NUM_DOCUMENTS = len(data)
print(NUM_DOCUMENTS)
print(' \n'.join(data[:5]))

13956
Two Suspects Arrested in Home Invasion Robbery    NR17032ma 
Suspect Arrested for Chinatown Murders    NR17033ml 
Hit and Run Collision Leaves Pedestrian Dead    NR17033ne 
Fatal Stabbing of a 27-year-old Man   NR17035im 
Press Conference   NA17014ma


In [2]:
# Gensim doesn’t have an implementation for NMF so we’re only going to play with LDA and 
# LSI (Latent Semantic Indexing AKA Latent Semantic Analysis) models.

import re
from gensim import models, corpora
from nltk import word_tokenize
from nltk.corpus import stopwords
 
NUM_TOPICS = 20
STOPWORDS = stopwords.words('english')
 
def clean_text(text):
    tokenized_text = word_tokenize(text.lower())
    cleaned_text = [t for t in tokenized_text if t not in STOPWORDS and re.match('[a-zA-Z\-][a-zA-Z\-]{2,}', t)]
    return cleaned_text
 
# For gensim we need to tokenize the data and filter out stopwords
tokenized_data = []
for text in data:
    tokenized_data.append(clean_text(text))
 
 
# Build a Dictionary - association word to numeric id
dictionary = corpora.Dictionary(tokenized_data)
 
# Transform the collection of texts to a numerical form
corpus = [dictionary.doc2bow(text) for text in tokenized_data]
 
# Have a look at how the 20th document looks like: [(word_id, count), ...]
print(corpus[20])
# [(12, 3), (14, 1), (21, 1), (25, 5), (30, 2), (31, 5), (33, 1), (42, 1), (43, 2),  ...
 
# Build the LDA model
lda_model = models.LdaModel(corpus=corpus, num_topics=NUM_TOPICS, id2word=dictionary)
 
# Build the LSI model
lsi_model = models.LsiModel(corpus=corpus, num_topics=NUM_TOPICS, id2word=dictionary)

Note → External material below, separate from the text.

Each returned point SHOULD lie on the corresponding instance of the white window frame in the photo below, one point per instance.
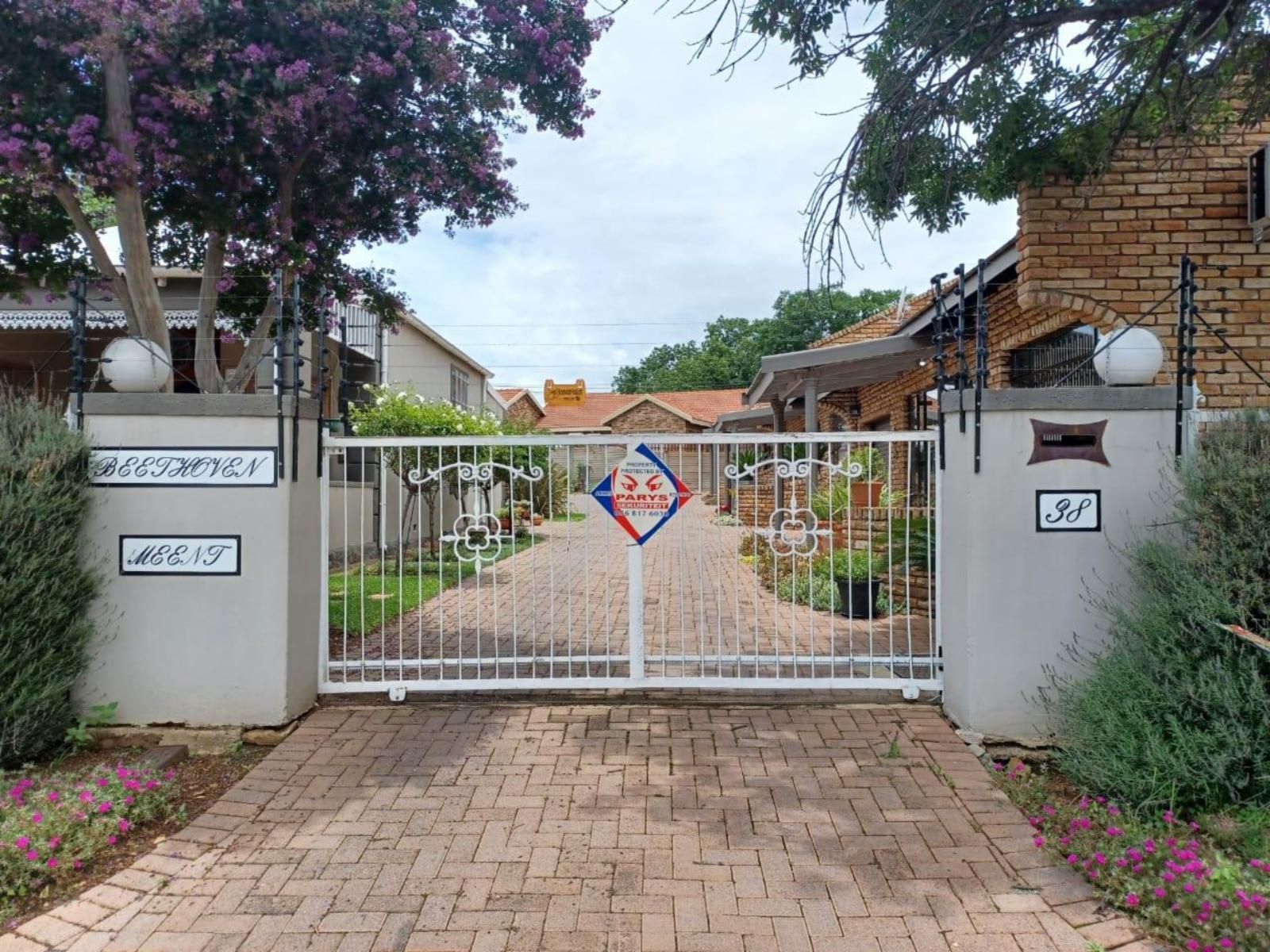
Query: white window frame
(460, 381)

[(27, 1), (77, 1), (78, 1)]


In [4]:
# Let’s now display the topics the two models have inferred:
print("LDA Model:")
 
for idx in range(NUM_TOPICS):
    # Print the first 10 most representative topics
    print("Topic #%s:" % idx, lda_model.print_topic(idx, 5))
 
print("=" * 20)
 
print("LSI Model:")
 
for idx in range(NUM_TOPICS):
    # Print the first 10 most representative topics
    print("Topic #%s:" % idx, lsi_model.print_topic(idx, 5))
 
print("=" * 20)

LDA Model:
Topic #0: 0.104*"death" + 0.072*"man" + 0.063*"found" + 0.033*"stabbed" + 0.029*"dead"
Topic #1: 0.101*"lapd" + 0.052*"graduation" + 0.034*"academy" + 0.029*"arrested" + 0.024*"san"
Topic #2: 0.068*"child" + 0.059*"dies" + 0.021*"street" + 0.020*"pedestrian" + 0.020*"arrested"
Topic #3: 0.081*"chief" + 0.046*"media" + 0.045*"conference" + 0.037*"lapd" + 0.035*"beck"
Topic #4: 0.084*"lapd" + 0.045*"police" + 0.029*"los" + 0.029*"angeles" + 0.027*"officers"
Topic #5: 0.087*"los" + 0.086*"angeles" + 0.058*"reward" + 0.040*"offered" + 0.035*"homicide"
Topic #6: 0.035*"holiday" + 0.033*"lapd" + 0.030*"armed" + 0.022*"body" + 0.022*"public"
Topic #7: 0.149*"man" + 0.121*"shot" + 0.120*"killed" + 0.020*"collision" + 0.019*"house"
Topic #8: 0.221*"missing" + 0.082*"man" + 0.066*"woman" + 0.064*"checkpoint" + 0.058*"sobriety"
Topic #9: 0.063*"detectives" + 0.058*"suspect" + 0.048*"murder" + 0.047*"suspects" + 0.046*"robbery"
Topic #10: 0.063*"hit" + 0.063*"run" + 0.054*"driver" + 0.0

In [17]:
# Let’s now put the models to work and transform unseen documents to their topic distribution:

text = "A men found killed in the park."
bow = dictionary.doc2bow(clean_text(text))

# print(lda_model[bow])
# [(0, 0.020005183), (1, 0.020005869), (2, 0.02000626), (3, 0.020005472), (4, 0.020009108), (5, 0.020005926), (6, 0.81994385), (7, 0.020006068), (8, 0.020006327), (9, 0.020005994)]
# print(max(lda_model[bow], key=lambda item:item[1]))
print('lda:', sorted(lda_model[bow], key=lambda item:item[1], reverse=True)[:3])

# print(lsi_model[bow])
# [(0, 0.091615426138426506), (1, -0.0085557463300508351), (2, 0.016744863677828108), (3, 0.040508186718598529), (4, 0.014201267714185898), (5, -0.012208538275305329), (6, 0.031254053085582149), (7, 0.017529584659403553), (8, 0.056957633371540077), (9, 0.025989149894888153)]
print('lsi:', sorted(lsi_model[bow], key=lambda item:item[1], reverse=True)[:3])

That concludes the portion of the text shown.